Principled nonviolence is often rooted in traditional or religious beliefs and customs, or in moral principles alone. It is based on a moral stand, an ethical code which disallows the practice of violence, often throughout all actions of life. Principled nonviolent practitioners do not necessarily utilize nonviolent actions and strategies, though they at times have.
For practitioners of principled nonviolence, the aim of any nonviolent endeavour is, as the Venerable Samdhong Rinpoche, Chairman of the Assembly of Tibetan’s People’s Deputies, Tibetan Government in Exile stated,” the establishment of truth and removal of injustice. It does not aim to eliminate or defeat anyone. For a true nonviolent activist, there is no enemy. It aims to end injustice by making the perpetrator of injustice see reason and undo the wrong done by him.”

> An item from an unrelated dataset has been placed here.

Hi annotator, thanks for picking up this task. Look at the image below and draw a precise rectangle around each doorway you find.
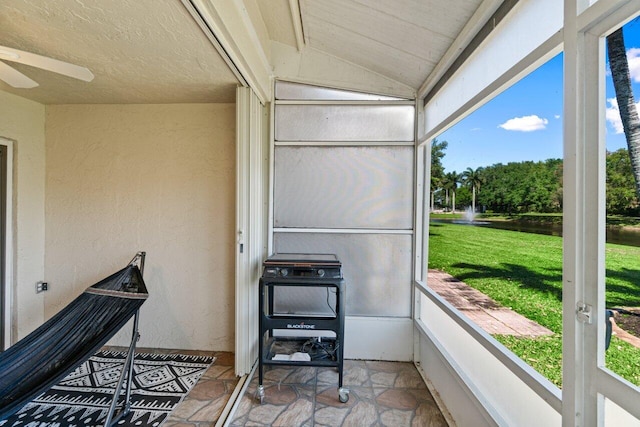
[0,138,11,351]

A significant question which principled nonviolence seeks to answer is: Is there a unity of ends and means; are the means of attaining goals, particularly those based on ideals such as equality, justice or peace, in concert with the ends?
Principled nonviolence includes such diverse beliefs as pacifism, a generally non-active form of resistance to violence; Tibetan Buddhist practitioners who eschew all forms of violence; and the commitment of the Quakers, a religious group, to use their deeply held belief in a nonviolent way of life to effect change, not only within themselves as individuals or in their immediate sphere of influence, but also in the world at large.

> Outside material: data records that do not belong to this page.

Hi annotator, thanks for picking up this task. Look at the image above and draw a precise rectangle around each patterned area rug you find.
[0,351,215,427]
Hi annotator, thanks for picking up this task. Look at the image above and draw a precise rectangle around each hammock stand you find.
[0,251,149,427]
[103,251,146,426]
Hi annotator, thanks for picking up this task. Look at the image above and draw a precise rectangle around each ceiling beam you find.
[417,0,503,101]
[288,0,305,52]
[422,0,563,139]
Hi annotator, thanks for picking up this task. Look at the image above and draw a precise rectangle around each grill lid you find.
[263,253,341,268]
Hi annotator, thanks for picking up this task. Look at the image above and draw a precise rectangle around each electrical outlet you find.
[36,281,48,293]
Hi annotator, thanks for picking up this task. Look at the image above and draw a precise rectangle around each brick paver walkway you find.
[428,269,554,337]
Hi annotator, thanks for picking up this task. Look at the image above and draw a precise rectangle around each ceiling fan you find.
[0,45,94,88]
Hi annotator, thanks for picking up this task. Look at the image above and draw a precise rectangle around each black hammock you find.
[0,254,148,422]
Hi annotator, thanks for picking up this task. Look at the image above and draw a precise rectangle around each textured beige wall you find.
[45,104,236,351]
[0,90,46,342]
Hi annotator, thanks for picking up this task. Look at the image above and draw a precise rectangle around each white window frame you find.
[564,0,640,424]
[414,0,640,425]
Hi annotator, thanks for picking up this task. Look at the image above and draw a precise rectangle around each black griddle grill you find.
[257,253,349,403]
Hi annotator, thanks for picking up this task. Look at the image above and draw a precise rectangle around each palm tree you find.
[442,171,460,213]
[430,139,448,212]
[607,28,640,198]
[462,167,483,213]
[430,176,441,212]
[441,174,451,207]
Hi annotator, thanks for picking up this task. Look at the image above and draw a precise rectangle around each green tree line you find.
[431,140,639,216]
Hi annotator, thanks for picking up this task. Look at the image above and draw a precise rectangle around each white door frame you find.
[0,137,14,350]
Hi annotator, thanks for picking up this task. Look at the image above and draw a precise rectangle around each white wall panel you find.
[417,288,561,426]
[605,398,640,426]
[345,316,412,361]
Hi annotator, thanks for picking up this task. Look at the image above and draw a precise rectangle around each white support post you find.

Pragmatic nonviolence is best understood as the decision to use nonviolence based upon practical strategic considerations. It does not rely on a fundamental commitment to nonviolence which extends to all situations; it may be limited only to the situation at hand.

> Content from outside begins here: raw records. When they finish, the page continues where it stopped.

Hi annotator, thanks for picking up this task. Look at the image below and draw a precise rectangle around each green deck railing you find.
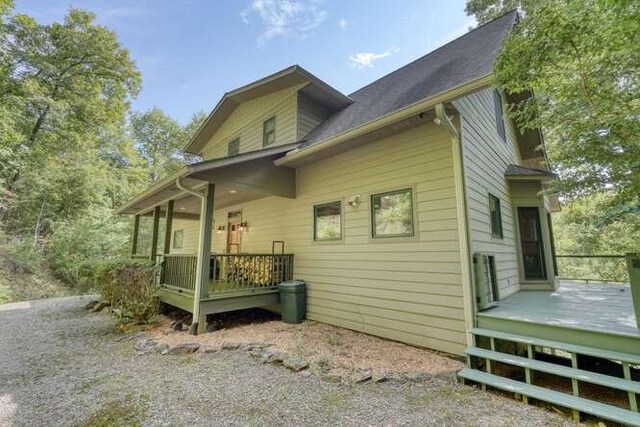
[556,254,628,283]
[160,253,294,294]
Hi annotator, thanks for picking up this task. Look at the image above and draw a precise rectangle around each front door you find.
[518,207,547,280]
[226,220,241,254]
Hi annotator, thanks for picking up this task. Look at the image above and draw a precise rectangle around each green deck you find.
[157,285,279,316]
[477,282,640,355]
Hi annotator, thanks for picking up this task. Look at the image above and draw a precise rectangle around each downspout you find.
[176,178,206,334]
[434,103,476,349]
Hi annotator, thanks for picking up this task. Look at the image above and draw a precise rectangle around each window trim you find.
[493,89,506,143]
[489,193,504,239]
[370,187,415,239]
[173,229,184,249]
[262,116,276,147]
[227,137,240,156]
[312,200,343,242]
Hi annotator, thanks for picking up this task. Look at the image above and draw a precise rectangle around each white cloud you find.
[338,18,348,30]
[241,0,327,46]
[349,47,398,68]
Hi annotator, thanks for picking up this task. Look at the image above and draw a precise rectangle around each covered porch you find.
[116,144,299,333]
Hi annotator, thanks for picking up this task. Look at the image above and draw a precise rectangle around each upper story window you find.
[227,138,240,156]
[313,201,342,241]
[371,188,414,238]
[263,116,276,147]
[489,193,503,239]
[493,89,506,142]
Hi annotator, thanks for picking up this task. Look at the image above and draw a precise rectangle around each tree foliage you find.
[467,0,640,214]
[0,4,203,288]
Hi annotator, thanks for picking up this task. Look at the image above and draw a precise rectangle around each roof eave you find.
[275,74,494,167]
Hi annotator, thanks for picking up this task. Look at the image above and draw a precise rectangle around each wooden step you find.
[458,368,640,426]
[466,347,640,394]
[470,328,640,365]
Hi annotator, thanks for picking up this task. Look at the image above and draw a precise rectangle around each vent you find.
[474,253,499,310]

Pragmatic nonviolence is based upon the use of proactive, positive nonviolent strategies and actions. It seeks to change the status quo, ranging in individual cases from specific policies which affect a specific group to the overall dynamics of power in a society.
With pragmatic nonviolence, a people or a movement can choose not to use violence even if there is no traditional or religious basis for that choice in their culture.
Implementation of Political Nonviolence
For example, the Crimean Tatars, traditionally a warrior culture, have chosen to use nonviolence because of its practical worth in their struggle for their rights following their return to the Crimea after decades in exile. Likewise, the Native Hawaiians chose to use nonviolence when the Americans took over Hawai’i a century ago. At that time, Queen Liliu’okalani, the Hawaiian ruler, counseled her people not to use violence and suffer certain devastating defeat.
Some peoples employ both principled and pragmatic approaches. The Tibetan struggle for independence, which is deeply influenced by the nonviolent philosophy of Tibetan Buddhism, is also quite pragmatic in its approach. The Tibetans have used international diplomatic and public relations campaigns, and nonviolent resistance within Tibet, in their struggle for independence from the Peoples Republic of China. These nonviolent activities are linked to very pragmatic considerations: Tibetans are few and the Chinese are many, and perhaps more importantly, the Chinese are neighbors with whom the Tibetans must live into the future.
The question is raised of whether nonviolent movements are more effective if there is a traditional cultural base for them in a society.
Some traditionally nonviolent groups, including the Tibetans, have been very successful at remaining so in the face of severe repression. At the same time, others, such as the South African anti-apartheid movement, did not possess such a penetration in their culture of nonviolence as a principle, yet have been successful at attaining their goals.
It is notable that many indigenous cultures also possess traditional methods of conflict prevention and resolution which can be sources of strength when nonviolence is threatened. It would appear that the presence of a nonviolent tradition can support nonviolent action within a society, yet it is not a required prerequisite for success.
At the same time the question arises if a group, when pressed, will abandon nonviolence more readily if it does not possess a principled commitment to it. If nonviolence is seen only as a tactic, will not a people or movement drop that tactic when and if it is no longer expedient to pursue? As a tactic alone does it have the roots to sustain a long campaign?
Nonviolent action can be divided into:
(i) conflictual’ actions used to wage conflict and;
(ii) actions which are non-conflictual’.
– Conflictual actions can be considered to include mass public mobilizations, such as economic and political non-cooperation; civil disobedience, such as strikes, hunger strikes, demonstrations, and vigils; grassroots mobilization such as letter writing campaigns; and campaigns designed to build political awareness among the people. In this sense, nonviolent action can be employed not just for defense, but also for offense.
– Non-conflictual actions can include such activities as negotiations and conciliation, which are carried out once the dynamics of power have shifted, and the group conducting the campaign has been successful in acquiring enough legitimacy with which to negotiate.
Governments are often reacting to a perceived loss of political and economic power, including profits from natural resources or access to foreign aid, when they respond violently to nonviolence. Using violence to maintain power is a traditional response, yet one which can lead to spiraling conflict.
In many cases, using violence, whether covert or overt, against groups does not destroy the movement. It can instead make the group stronger and more committed to its goals. It can also encourage the group to use violence, thus beginning a cycle of violence which, once begun, is difficult to stop.
In general, nonviolent campaigns can be at least as effective as violent ones, but they require sacrifice, patience and discipline, and great courage.